ANALYSIS OF MARCH 17, 2022 SUPREME COURT OPINION

 

 

(Posted March 18, 2022) I was away from the keyboard yesterday, when the Robes slipped in one short published opinion. Let’s take a look and see what they have wrought. In doing so, I’ll be careful to type quietly, for the benefit of those of you who may be suffering from too much partying yesterday. I’m referring to the Richmond Spiders’ latest upset win in the NCAA Tournament, of course; not that other holiday.

 

Pleas in bar

The court takes up a challenge to a collection action in California Condominium Ass’n v. Peterson, from here in Virginia Beach. It relates to some old unpaid condo assessment fees. Peterson and his wife didn’t pay the assessment back in 2006, so the association slapped liens against their properties and allowed the matter to lie fallow for an extended amount of time.

In 2015, the husband and wife reached agreement on a divorce agreement. The husband got the condo units and agreed to hold his soon-to-be-ex harmless from “any liability, costs, and expenses she may incur as a result of Husband’s failure to pay the mortgage and all other expenses related to the property.”

The condo association somehow got wind of this agreement and sued the husband for nonpayment of the old assessment. The suit sought money damages for his breach of the condo declaration. The husband filed a special plea, asserting that two statutes of limitations shielded him from liability: the three-year limit for suing to enforce condo liens, and the general five-year limitation for breach of written contracts. Both of those deadlines had long expired by the time the association went to court.

The association replied that the husband’s agreement with his wife was a fresh undertaking to pay the debt, and it filed suit well within the limitations period after he signed it. It also pointed to a provision that required payment in full of unpaid fees and assessments whenever the property was sold.

While these are interesting legal and factual issues, this case turns on the procedure used in the ensuing plea-in-bar hearing. There, the association handed up a binder with numerous documents. The husband’s lawyer agreed that the lawyers could refer to these documents while examining witnesses, but reserved objections to their admission in evidence. The judge agreed to “simply lodge” the binder and to take up later the admission of exhibits into evidence.

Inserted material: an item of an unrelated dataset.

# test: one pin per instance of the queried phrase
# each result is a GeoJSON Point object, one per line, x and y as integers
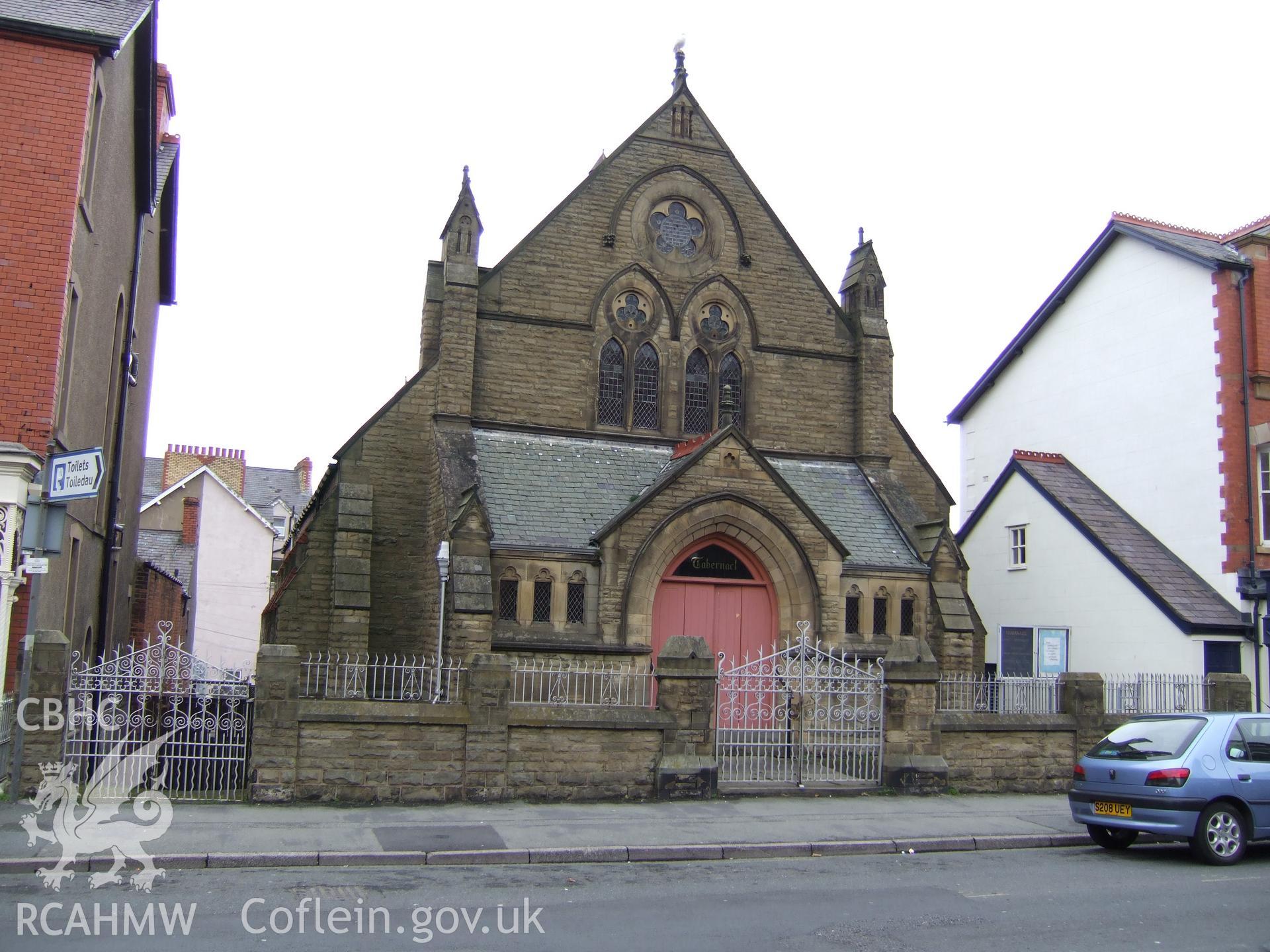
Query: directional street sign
{"type": "Point", "coordinates": [77, 475]}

Except no one ever got around to moving to admit the documents – other than the lien memoranda – into evidence. In a subsequent letter opinion, the judge noted this failure and ruled that he accordingly couldn’t consider the condo declaration in making his ruling. The court accordingly ruled in favor of the husband, sustaining the plea in bar and dismissing the case.

The justices today reverse this ruling and send the case back for reevaluation. They hold that while this was calendared as an evidentiary hearing on the plea in bar, in reality it asserted that the suit was legally nonmeritorious, regardless of the evidence. The justices today elect to treat this as effectively a demurrer – the husband called no witnesses at the hearing and asserted that he should win as a matter of law.

This means that the court reads the case with the exhibits attached to the complaint, and those included the declaration, the deed, and the settlement statement. Viewing these, a circuit court can indeed evaluate whether, as the association insists, the pay-on-sale language in the condo declaration constitutes a new undertaking. The court remands the case for that hearing, declining to make the judgment call in the first instance. It includes a subtle reference to an earlier opinion – like today’s, authored by Justice Kelsey – in which it evaluated similar issues.

Alas, that hearing will occur before a different jurist of the Virginia Beach Circuit Court. The judge who originally decided this case was Glenn Croshaw, a long-time friend of mine who died late last year after an extended illness. Glenn was a true gentleman who served the Commonwealth with distinction as a citizen legislator and then as a jurist. We here in Virginia Beach are the poorer for his passing.